AFTER 12 months of lobbying, Wagga remains no closer to securing a prostate care nurse than when the campaign first began.
And in a blow for advocates, who have been tirelessly campaigning for the city to secure one of the federally funded nurses, Wagga may never receive one with the prostate care nurse program's future up in the air.
In a meeting with Health Minister Peter Dutton on Tuesday, member for Riverina Michael McCormack was told the minister was "uncertain" if there would be another round of nurses deployed to hospitals following this year's allocations.
Wagga was unsuccessful in securing a nurse in the current round. While the list of hospitals granted nurses has yet to be publicly released, the Advertiser understands Orange and Geelong are two of the centres successful in their application.
"I've certainly put the case forward (for Wagga to receive a nurse) so it's there and we haven't decided as whether they may do another round of those nurses," Mr McCormack said.
"If they, do I know we'll be putting the case forward again."
Despite the setback, Mr McCormack said there was "no immediate end in sight for Wagga's bid to get a dedicated prostate care nurse".
But the decision has come as a blow to the man who has worked vigorously behind the scenes trying to make the bid a reality.
Bob Bowcher spent a year trying to get prostate biopsies into Wagga Base Hospital - a fight he was ultimately successful in with the procedures starting last July.
Since then, he has lobbied extensively to bring one of the nurses to Wagga, following an announcement from then-health minister Tanya Plibersek that 13 more nurses would be allocated Australia-wide over four years in July last year.

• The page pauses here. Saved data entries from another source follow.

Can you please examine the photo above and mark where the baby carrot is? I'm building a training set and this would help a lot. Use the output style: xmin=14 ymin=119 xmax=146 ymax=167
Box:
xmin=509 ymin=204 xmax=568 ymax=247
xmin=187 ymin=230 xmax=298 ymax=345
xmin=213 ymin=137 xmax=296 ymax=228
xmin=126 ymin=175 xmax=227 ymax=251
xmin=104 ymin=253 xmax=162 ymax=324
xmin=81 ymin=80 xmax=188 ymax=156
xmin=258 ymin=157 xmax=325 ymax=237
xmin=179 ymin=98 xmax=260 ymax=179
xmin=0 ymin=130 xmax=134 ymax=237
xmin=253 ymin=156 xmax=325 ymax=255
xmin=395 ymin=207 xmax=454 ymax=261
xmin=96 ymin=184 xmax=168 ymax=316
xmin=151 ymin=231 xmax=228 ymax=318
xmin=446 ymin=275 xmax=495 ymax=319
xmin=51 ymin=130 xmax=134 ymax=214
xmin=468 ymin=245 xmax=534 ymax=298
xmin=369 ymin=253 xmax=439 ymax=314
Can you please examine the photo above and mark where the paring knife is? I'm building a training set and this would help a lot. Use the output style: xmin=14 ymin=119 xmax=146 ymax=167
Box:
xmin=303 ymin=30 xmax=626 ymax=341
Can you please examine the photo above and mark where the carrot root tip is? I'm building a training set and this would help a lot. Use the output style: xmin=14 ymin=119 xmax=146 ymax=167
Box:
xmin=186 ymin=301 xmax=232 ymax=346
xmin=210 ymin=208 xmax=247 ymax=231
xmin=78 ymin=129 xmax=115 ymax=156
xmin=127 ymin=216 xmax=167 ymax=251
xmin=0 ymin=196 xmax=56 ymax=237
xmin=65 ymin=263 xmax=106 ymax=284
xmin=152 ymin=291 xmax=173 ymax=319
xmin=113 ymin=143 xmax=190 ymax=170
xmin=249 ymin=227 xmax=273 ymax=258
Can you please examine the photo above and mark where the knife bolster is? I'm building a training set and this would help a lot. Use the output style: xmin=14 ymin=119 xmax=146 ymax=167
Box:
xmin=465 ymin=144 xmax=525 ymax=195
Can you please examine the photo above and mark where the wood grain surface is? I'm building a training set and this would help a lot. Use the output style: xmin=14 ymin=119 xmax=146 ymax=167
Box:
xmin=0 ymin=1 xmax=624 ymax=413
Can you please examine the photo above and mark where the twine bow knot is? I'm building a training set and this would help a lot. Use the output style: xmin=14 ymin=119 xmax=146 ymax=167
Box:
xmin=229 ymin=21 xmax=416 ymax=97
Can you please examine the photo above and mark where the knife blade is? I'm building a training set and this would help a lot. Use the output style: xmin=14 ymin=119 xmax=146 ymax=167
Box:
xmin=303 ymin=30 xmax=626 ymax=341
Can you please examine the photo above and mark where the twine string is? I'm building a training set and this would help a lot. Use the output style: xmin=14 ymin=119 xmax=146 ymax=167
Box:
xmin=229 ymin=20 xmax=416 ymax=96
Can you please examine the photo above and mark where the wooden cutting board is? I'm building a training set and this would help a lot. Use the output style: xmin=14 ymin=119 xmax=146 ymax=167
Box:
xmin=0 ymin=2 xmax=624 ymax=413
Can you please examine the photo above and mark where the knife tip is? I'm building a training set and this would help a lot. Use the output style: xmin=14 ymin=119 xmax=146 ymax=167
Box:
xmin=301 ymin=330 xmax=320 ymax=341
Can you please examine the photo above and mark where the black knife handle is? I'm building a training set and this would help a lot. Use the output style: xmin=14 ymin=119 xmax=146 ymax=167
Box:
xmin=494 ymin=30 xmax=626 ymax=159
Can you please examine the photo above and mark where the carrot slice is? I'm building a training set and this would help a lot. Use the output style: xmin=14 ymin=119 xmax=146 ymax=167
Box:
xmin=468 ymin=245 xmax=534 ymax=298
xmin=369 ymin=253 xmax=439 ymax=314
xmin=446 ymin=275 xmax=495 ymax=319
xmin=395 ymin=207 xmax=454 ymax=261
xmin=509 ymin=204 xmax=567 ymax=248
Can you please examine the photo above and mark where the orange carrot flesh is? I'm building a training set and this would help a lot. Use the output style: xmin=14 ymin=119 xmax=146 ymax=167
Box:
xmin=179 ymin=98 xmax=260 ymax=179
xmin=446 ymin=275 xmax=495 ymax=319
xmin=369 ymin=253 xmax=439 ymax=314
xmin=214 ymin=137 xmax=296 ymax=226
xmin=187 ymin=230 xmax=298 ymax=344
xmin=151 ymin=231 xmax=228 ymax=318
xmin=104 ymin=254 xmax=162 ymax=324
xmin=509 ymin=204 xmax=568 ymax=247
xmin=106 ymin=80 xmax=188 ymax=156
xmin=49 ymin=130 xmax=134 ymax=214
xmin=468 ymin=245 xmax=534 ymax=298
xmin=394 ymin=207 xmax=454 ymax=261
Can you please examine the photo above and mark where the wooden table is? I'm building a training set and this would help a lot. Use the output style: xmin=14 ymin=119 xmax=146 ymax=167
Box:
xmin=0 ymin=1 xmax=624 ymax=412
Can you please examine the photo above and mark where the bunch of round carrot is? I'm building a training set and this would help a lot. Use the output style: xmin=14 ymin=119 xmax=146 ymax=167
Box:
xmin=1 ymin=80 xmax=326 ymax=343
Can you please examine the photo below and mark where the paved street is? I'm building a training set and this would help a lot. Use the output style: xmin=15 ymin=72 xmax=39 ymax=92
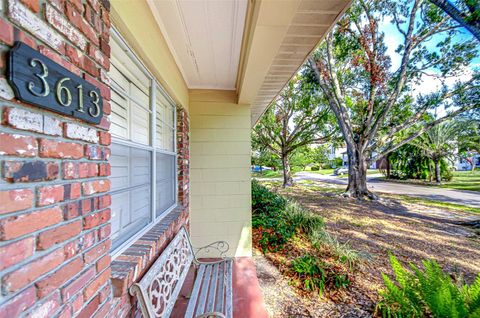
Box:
xmin=294 ymin=171 xmax=480 ymax=208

Mr Bowcher has taken the news that Wagga has missed out hard.
"There's nothing I can do - he's made his mind up," he said.
Even more concerning for Mr Bowcher is what this failure to attract federal health dollars to Wagga may mean for the city's other pressing needs in the sector.

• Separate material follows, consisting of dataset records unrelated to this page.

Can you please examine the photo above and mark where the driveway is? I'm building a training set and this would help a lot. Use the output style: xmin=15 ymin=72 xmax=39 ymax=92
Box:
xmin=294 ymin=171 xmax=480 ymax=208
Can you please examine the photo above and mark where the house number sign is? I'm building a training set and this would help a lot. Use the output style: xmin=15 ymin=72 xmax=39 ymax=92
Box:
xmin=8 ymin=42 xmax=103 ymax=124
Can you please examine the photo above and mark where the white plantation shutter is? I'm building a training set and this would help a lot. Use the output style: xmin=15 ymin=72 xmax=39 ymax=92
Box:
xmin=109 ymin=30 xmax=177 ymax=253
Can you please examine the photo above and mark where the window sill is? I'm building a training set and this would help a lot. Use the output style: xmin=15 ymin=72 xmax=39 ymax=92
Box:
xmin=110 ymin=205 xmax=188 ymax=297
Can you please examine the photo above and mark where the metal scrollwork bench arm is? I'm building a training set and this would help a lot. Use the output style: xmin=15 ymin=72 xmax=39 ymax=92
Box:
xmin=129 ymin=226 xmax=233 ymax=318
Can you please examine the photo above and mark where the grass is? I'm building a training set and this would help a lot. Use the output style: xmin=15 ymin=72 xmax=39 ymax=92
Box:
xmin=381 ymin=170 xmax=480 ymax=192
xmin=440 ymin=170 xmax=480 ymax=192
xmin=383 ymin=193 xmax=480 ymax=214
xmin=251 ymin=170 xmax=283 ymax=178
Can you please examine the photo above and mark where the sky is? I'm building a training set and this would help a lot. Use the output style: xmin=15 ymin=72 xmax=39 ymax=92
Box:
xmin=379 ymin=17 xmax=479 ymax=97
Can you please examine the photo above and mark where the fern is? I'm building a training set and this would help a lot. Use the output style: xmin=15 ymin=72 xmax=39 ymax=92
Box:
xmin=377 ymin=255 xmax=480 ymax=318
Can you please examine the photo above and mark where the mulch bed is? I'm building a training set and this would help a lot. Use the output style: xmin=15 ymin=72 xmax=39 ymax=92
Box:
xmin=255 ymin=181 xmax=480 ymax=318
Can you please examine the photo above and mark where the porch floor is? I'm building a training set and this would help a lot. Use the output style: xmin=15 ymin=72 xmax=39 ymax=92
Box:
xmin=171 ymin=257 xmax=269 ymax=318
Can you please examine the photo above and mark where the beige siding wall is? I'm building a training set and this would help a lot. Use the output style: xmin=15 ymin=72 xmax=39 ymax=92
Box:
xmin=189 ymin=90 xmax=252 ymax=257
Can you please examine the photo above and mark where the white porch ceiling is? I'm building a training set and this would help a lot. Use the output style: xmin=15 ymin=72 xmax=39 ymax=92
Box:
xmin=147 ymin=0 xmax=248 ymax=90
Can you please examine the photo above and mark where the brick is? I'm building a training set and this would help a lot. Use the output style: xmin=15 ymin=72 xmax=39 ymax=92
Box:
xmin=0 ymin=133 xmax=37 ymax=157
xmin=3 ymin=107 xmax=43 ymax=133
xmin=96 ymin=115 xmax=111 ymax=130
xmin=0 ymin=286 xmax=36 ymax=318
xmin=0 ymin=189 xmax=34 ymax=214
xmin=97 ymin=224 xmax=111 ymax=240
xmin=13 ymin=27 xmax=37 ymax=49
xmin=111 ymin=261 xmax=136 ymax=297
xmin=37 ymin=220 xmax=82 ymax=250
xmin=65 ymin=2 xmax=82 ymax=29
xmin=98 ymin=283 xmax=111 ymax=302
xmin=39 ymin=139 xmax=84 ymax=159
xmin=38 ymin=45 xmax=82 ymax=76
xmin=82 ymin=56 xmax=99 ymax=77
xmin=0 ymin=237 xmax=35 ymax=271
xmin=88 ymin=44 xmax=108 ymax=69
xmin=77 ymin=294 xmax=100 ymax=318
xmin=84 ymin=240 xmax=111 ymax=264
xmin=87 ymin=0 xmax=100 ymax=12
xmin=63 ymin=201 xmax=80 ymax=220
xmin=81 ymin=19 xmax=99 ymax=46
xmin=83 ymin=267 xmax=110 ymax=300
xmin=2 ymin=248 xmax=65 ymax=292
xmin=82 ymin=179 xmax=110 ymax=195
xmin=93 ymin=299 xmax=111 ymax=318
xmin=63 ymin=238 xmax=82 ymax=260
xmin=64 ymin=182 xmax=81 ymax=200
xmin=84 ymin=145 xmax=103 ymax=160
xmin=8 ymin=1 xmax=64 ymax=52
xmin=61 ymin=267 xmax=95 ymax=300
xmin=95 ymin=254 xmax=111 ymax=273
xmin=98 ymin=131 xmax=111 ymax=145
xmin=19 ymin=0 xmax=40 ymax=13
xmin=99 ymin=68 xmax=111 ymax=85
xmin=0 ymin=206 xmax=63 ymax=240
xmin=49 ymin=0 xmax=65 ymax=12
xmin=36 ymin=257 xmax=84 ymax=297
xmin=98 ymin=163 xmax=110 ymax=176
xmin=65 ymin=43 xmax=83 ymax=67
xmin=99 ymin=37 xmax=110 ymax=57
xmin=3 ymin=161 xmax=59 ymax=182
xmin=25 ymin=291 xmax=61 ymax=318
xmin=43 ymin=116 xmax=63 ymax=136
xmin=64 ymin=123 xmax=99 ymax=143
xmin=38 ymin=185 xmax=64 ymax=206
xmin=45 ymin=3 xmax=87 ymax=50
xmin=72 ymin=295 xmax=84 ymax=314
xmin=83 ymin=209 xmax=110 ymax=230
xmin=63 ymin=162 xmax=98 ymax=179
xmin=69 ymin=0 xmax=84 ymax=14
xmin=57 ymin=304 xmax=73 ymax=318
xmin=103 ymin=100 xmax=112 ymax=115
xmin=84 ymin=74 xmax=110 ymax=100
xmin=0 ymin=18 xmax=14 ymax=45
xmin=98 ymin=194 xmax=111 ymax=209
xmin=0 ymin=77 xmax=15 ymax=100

"If (Mr McCormack) can't find money for a prostate nurse, what chance has he got of finding money for a palliative hospice?" he said.
News the program faces an uncertain future has been condemned by Riverina Labor secretary Tim Kurylowicz, who has called on the government to honour the full $7 million program announced by the previous Labor government.

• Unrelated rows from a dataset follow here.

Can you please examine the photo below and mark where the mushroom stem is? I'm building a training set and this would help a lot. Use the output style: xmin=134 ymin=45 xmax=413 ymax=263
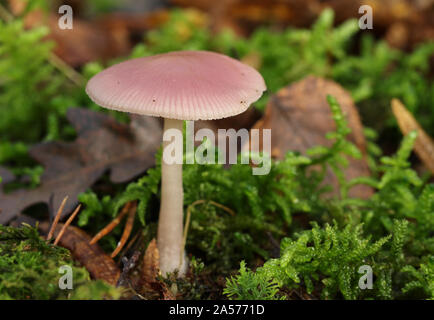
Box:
xmin=158 ymin=118 xmax=187 ymax=277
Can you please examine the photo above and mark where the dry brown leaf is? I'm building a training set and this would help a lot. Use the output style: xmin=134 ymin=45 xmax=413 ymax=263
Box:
xmin=141 ymin=239 xmax=160 ymax=285
xmin=39 ymin=221 xmax=120 ymax=286
xmin=248 ymin=76 xmax=373 ymax=199
xmin=162 ymin=286 xmax=177 ymax=300
xmin=391 ymin=99 xmax=434 ymax=174
xmin=8 ymin=1 xmax=168 ymax=66
xmin=0 ymin=108 xmax=162 ymax=225
xmin=50 ymin=10 xmax=169 ymax=67
xmin=139 ymin=239 xmax=175 ymax=300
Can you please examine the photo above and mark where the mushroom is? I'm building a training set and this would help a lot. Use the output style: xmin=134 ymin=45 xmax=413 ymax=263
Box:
xmin=85 ymin=50 xmax=266 ymax=277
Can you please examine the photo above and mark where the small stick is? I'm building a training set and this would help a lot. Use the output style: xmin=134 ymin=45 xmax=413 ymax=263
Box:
xmin=49 ymin=53 xmax=85 ymax=87
xmin=118 ymin=231 xmax=141 ymax=260
xmin=179 ymin=200 xmax=235 ymax=268
xmin=54 ymin=204 xmax=81 ymax=245
xmin=47 ymin=196 xmax=68 ymax=241
xmin=90 ymin=202 xmax=133 ymax=245
xmin=208 ymin=200 xmax=235 ymax=216
xmin=111 ymin=202 xmax=137 ymax=258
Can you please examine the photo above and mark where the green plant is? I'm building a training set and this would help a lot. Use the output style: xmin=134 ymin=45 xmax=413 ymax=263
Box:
xmin=401 ymin=257 xmax=434 ymax=299
xmin=224 ymin=219 xmax=420 ymax=300
xmin=223 ymin=100 xmax=433 ymax=300
xmin=0 ymin=20 xmax=68 ymax=142
xmin=224 ymin=261 xmax=282 ymax=300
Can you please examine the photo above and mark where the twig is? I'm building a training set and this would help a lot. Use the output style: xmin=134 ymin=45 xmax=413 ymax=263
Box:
xmin=89 ymin=202 xmax=133 ymax=245
xmin=49 ymin=53 xmax=86 ymax=87
xmin=117 ymin=250 xmax=141 ymax=288
xmin=391 ymin=99 xmax=434 ymax=174
xmin=47 ymin=196 xmax=68 ymax=241
xmin=179 ymin=200 xmax=235 ymax=268
xmin=54 ymin=204 xmax=81 ymax=245
xmin=118 ymin=230 xmax=142 ymax=260
xmin=207 ymin=200 xmax=235 ymax=216
xmin=111 ymin=202 xmax=137 ymax=258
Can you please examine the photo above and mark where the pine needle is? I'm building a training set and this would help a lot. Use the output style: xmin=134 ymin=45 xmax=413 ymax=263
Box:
xmin=54 ymin=204 xmax=81 ymax=245
xmin=111 ymin=202 xmax=137 ymax=258
xmin=47 ymin=196 xmax=68 ymax=241
xmin=89 ymin=202 xmax=133 ymax=245
xmin=179 ymin=200 xmax=235 ymax=268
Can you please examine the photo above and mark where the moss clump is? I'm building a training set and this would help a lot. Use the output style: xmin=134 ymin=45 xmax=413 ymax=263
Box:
xmin=222 ymin=110 xmax=433 ymax=300
xmin=0 ymin=224 xmax=121 ymax=300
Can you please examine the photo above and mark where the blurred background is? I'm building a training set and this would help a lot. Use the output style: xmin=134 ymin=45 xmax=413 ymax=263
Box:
xmin=0 ymin=0 xmax=433 ymax=166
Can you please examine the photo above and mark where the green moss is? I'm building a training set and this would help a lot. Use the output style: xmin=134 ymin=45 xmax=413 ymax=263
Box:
xmin=0 ymin=224 xmax=121 ymax=300
xmin=221 ymin=99 xmax=433 ymax=300
xmin=224 ymin=261 xmax=282 ymax=300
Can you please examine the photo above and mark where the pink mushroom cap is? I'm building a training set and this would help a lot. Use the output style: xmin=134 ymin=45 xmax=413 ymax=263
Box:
xmin=86 ymin=50 xmax=266 ymax=120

"This was only ever meant to be step one of bridging the gap in healthcare between regional and metro Australia," he said.
"It really does sit with the current health minister to tell us what he's going to do next to address these critical shortages."
The decision on which centres received nurses was made on the "incidence and prevalence" of prostate cancer diagnoses in each area.
Wagga missed out despite the rate of prostate cancer diagnoses across the Murrumbidgee Local Health District being 36 per cent higher than the state average.